U of I Extension Gardening Web Sites

Spring not only brings warmer temperatures, melting snow, flowers, and weeds but also questions from the home gardener, said Ron Wolford, University of Illinois Extension urban gardening educator based in Chicago.

"What is the best way to take care of those brown patches in my lawn? Should I cut back the foliage of my tulips right after they bloom? What kind of tree is best for my front yard? When should I plant broccoli transplants?" he said. "The answers to these and other questions can be found on U of I Extension's Hort Corner web site."

Bulbs and More, Wolford noted, provides information on the basics of bulb care including what to do after the bulbs bloom.

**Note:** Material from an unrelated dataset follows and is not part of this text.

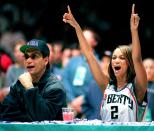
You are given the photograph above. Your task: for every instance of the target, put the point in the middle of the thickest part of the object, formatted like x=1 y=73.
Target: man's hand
x=26 y=80
x=77 y=103
x=134 y=22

The web address is: http://www.urbanext.uiuc.edu/bulbs .

Thirty straightforward and informative fact sheets on lawn care are available at Lawn Talk. Information covered ranges from lawn grasses for northern Illinois to lawn repair and renovation to fertilizers to dealing with white grubs. The address is: http://www.urbanext.uiuc.edu/lawntalk .

" Watch Your Garden Grow is a comprehensive guide to growing, storing and preserving 34 common vegetables," said Wolford. "Information provided for each vegetable includes recommended varieties, when to plant, spacing and depth, general care, how to harvest, common problems and solutions, preparing and serving, home preservation and recipes."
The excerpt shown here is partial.